Weary of waiting for outside help, the Bosnian government scored a major combat victory Friday and revealed details of its first direct diplomatic contact with Serbia's president, a longtime enemy.
Bosnia seemed to be trying to demonstrate with military and diplomatic initiatives that it is capable of controlling its own destiny after nearly three years of devastating warfare.The battlefield breakthrough came on sprawling Mount Vlasic, just north of Travnik in central Bosnia, where army sources said government troops seized control of a strategic communications tower from rebel Bosnian Serbs.
Bosnian Serb military sources conceded the situation in the area was "critical" but did not confirm the loss of the tower, a vital military communications link between Serb territories in western and southern Bosnia.
Government forces closed in on another communications tower in the Majevica mountains near the government stronghold of Tuzla in northeast Bosnia.
Bosnian Serb military sources said their forces were on the counterattack and no longer encircled.

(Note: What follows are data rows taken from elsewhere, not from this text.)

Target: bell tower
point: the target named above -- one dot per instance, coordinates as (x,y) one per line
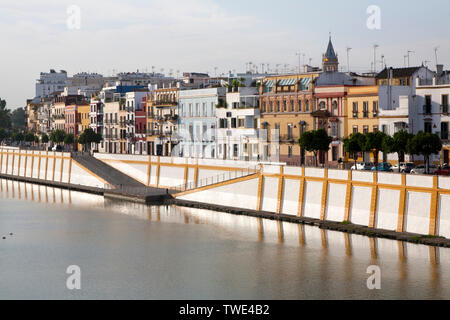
(330,61)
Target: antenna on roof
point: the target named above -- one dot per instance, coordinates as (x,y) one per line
(435,54)
(348,58)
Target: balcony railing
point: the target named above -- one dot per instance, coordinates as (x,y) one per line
(427,109)
(162,103)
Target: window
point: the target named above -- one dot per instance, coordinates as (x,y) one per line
(355,109)
(365,109)
(290,131)
(322,105)
(335,108)
(334,129)
(444,130)
(444,106)
(335,153)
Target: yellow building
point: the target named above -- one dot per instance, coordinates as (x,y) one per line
(83,120)
(83,111)
(362,110)
(286,103)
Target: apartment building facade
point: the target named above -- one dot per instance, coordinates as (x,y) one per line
(198,123)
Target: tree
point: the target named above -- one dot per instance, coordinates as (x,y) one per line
(58,136)
(3,135)
(69,139)
(29,137)
(5,115)
(425,144)
(315,141)
(18,119)
(88,137)
(374,143)
(18,137)
(45,138)
(354,145)
(398,144)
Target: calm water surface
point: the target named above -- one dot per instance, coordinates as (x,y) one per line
(131,251)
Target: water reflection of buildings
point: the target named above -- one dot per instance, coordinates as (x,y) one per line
(411,262)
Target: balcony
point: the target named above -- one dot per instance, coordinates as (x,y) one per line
(286,138)
(162,104)
(427,110)
(153,132)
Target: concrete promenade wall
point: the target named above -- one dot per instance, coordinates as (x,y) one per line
(390,201)
(166,172)
(47,166)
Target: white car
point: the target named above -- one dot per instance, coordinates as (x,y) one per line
(421,169)
(362,166)
(405,167)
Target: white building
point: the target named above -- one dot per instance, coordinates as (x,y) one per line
(51,82)
(133,105)
(237,125)
(434,99)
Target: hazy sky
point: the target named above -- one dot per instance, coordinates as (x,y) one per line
(199,35)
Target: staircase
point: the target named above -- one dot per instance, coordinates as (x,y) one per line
(106,172)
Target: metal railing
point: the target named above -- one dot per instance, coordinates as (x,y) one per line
(427,109)
(231,175)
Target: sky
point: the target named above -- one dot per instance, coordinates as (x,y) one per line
(201,35)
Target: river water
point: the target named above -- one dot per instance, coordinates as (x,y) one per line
(131,251)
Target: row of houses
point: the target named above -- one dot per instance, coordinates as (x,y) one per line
(250,116)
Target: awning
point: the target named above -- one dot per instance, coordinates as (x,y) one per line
(287,82)
(269,83)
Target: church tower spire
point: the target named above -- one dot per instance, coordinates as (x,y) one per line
(330,61)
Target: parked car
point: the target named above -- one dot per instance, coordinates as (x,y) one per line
(421,169)
(444,170)
(362,166)
(405,167)
(57,148)
(386,167)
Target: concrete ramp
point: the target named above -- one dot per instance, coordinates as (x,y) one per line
(106,172)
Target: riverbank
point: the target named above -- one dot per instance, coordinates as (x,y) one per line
(326,225)
(161,197)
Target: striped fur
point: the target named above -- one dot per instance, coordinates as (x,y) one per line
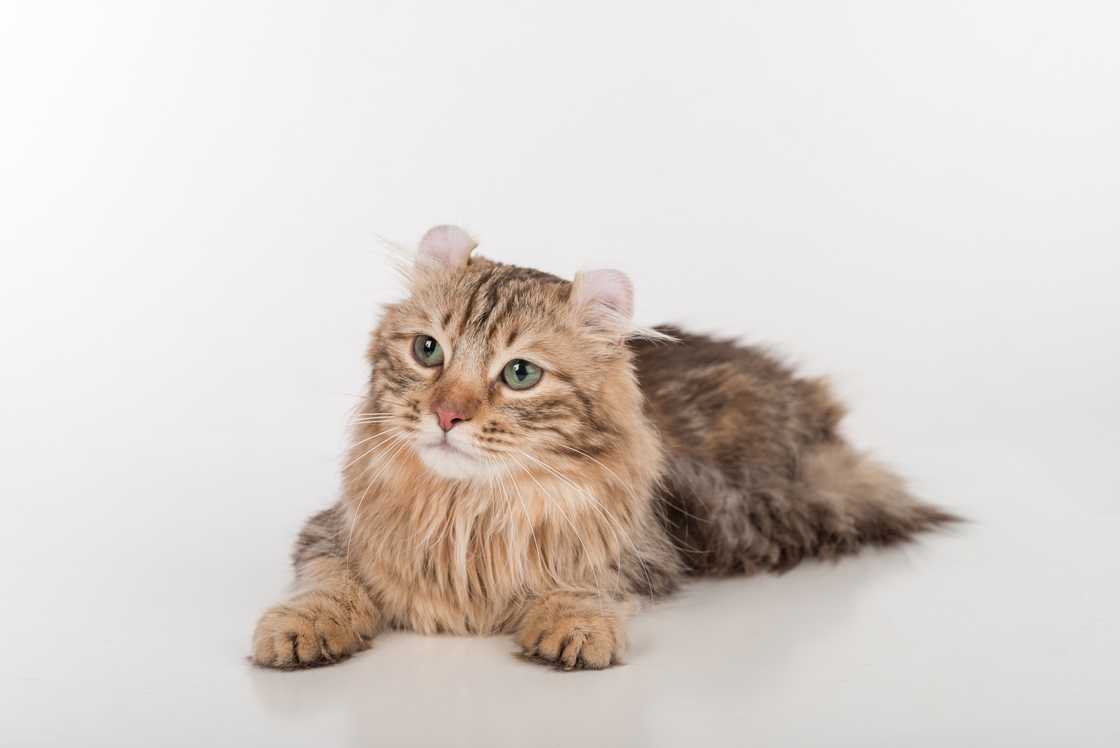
(630,466)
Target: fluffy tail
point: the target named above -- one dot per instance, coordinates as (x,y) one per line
(839,502)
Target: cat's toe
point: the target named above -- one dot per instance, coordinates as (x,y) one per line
(302,636)
(575,642)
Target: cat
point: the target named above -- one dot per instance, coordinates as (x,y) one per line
(526,460)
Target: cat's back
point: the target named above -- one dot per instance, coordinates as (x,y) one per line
(724,402)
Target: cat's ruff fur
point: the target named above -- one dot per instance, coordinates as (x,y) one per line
(549,512)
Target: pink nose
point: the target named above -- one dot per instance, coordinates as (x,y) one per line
(448,417)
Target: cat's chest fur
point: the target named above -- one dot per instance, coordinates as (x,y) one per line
(464,559)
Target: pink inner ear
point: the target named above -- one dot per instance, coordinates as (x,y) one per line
(446,245)
(605,288)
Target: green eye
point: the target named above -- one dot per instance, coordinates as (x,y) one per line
(428,351)
(520,374)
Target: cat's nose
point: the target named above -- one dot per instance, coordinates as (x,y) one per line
(448,417)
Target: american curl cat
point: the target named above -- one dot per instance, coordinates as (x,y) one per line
(528,461)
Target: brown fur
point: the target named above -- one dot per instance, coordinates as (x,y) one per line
(591,489)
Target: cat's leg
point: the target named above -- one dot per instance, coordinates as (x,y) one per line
(329,615)
(574,629)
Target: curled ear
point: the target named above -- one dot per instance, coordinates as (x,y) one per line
(604,296)
(445,246)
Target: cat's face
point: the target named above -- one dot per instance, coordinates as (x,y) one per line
(491,367)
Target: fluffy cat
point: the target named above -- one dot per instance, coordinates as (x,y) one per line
(526,461)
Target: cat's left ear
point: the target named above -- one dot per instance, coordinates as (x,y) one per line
(446,246)
(606,298)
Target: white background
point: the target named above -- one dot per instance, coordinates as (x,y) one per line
(918,198)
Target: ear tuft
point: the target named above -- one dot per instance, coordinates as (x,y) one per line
(446,246)
(607,291)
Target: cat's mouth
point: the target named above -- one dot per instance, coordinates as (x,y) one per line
(449,460)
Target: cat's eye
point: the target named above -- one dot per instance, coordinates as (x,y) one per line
(521,374)
(428,351)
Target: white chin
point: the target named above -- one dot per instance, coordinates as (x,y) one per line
(449,463)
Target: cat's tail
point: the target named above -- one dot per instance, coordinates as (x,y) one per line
(841,502)
(854,501)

But U.N. military spokesmen indicated the Serb position was tenuous at best.
The Bosnian Serb leader, Radovan Karadzic, toured the Majevica battlefront Friday and said his forces would not agree to extend a tattered four-month cease-fire that expires May 1.
"The Serb side has a legitimate right to use all means available to counterattack," he said.
While the fighting raged, a group of Serbs loyal to the Muslim-led Bosnian government arrived in the Yugoslav capital of Belgrade to meet Serbian opposition groups.
Their trip followed a surprise meeting Tuesday in Belgrade between Serbian President Slobodan Milosevic and Bosnian diplomat Muhamed Filipovic - the first direct contact between Belgrade and Sarajevo during the war without international mediation.